A tua preocupação acabava ali.

Eu sei, depois de passadas as quatro horas e meia, o tempo que eu queria cumprir, começaste a preocupar-te, talvez, como nunca, porque sabes que eu vergo, mas não parto.

Mas vias o estado em que algumas pessoas iam chegando, arrastando-se, tentando tudo, no limite e tu, sem saberes nada de mim.

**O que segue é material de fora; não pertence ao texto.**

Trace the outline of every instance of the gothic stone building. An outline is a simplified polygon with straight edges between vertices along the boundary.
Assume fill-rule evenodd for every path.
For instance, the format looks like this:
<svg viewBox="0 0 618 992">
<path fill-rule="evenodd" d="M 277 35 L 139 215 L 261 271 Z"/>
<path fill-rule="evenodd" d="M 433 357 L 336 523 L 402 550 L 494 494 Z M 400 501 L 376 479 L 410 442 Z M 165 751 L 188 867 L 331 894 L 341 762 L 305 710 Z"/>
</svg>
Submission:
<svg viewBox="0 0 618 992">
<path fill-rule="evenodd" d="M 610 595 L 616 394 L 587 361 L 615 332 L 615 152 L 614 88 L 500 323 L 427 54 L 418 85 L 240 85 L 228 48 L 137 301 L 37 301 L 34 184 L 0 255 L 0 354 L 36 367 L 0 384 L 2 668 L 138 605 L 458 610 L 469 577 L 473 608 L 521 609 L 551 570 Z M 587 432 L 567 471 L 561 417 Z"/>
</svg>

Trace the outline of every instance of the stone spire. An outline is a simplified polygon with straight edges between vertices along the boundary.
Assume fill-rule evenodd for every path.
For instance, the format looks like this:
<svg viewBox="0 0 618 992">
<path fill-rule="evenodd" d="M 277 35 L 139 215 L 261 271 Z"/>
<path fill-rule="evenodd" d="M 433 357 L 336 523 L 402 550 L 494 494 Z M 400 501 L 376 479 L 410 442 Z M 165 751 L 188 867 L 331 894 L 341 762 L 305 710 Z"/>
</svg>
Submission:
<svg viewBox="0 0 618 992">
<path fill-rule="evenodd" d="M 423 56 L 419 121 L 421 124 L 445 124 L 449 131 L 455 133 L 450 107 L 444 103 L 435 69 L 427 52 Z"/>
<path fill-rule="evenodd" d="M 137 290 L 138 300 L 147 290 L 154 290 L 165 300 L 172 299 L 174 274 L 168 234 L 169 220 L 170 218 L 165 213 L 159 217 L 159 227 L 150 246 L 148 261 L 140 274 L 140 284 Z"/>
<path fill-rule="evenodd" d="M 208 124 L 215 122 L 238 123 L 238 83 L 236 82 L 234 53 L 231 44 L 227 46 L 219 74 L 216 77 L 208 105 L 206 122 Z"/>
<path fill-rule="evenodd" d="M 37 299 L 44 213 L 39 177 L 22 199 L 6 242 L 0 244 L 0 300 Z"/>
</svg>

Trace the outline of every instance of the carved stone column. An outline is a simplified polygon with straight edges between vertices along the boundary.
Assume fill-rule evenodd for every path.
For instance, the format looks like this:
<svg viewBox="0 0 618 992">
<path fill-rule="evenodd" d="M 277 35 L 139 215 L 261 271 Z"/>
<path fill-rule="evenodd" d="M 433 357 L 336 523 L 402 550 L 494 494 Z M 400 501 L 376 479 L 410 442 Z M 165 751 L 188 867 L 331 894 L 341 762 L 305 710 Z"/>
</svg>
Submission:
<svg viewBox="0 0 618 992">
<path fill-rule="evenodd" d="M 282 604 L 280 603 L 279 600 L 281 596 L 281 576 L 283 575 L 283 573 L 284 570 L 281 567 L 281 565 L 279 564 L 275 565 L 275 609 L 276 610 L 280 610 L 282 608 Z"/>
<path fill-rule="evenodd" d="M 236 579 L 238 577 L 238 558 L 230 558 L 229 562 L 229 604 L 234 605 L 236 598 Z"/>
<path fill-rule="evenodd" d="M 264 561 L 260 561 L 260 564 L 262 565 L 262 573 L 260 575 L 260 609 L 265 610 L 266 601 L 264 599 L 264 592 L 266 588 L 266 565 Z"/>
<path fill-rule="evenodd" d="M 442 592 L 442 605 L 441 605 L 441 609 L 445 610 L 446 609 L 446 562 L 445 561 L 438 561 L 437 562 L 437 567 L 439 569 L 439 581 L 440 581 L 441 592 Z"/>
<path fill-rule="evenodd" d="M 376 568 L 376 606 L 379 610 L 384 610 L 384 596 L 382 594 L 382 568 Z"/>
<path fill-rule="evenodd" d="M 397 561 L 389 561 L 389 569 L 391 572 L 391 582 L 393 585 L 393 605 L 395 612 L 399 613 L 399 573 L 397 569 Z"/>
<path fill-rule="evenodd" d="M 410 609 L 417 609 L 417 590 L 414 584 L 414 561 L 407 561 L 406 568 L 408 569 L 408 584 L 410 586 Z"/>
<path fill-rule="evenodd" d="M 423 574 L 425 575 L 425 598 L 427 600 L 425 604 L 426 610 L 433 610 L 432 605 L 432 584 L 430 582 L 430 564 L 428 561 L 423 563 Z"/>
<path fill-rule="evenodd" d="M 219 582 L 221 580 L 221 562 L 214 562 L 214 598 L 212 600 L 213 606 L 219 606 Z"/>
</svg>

Passava o tempo, os segundos, as horas e eu sentia que a tua preocupação comigo, a preocupação de uma vida e de uma bela história de amor ia aumentando, sem saberes o que estava a acontecer.

Pensei tanto nisso, na tua preocupação, quando passámos o quilómetro 41 e entrámos no 42.

Só que aí eu já ia certo que te iria encontrar e abraçar-te.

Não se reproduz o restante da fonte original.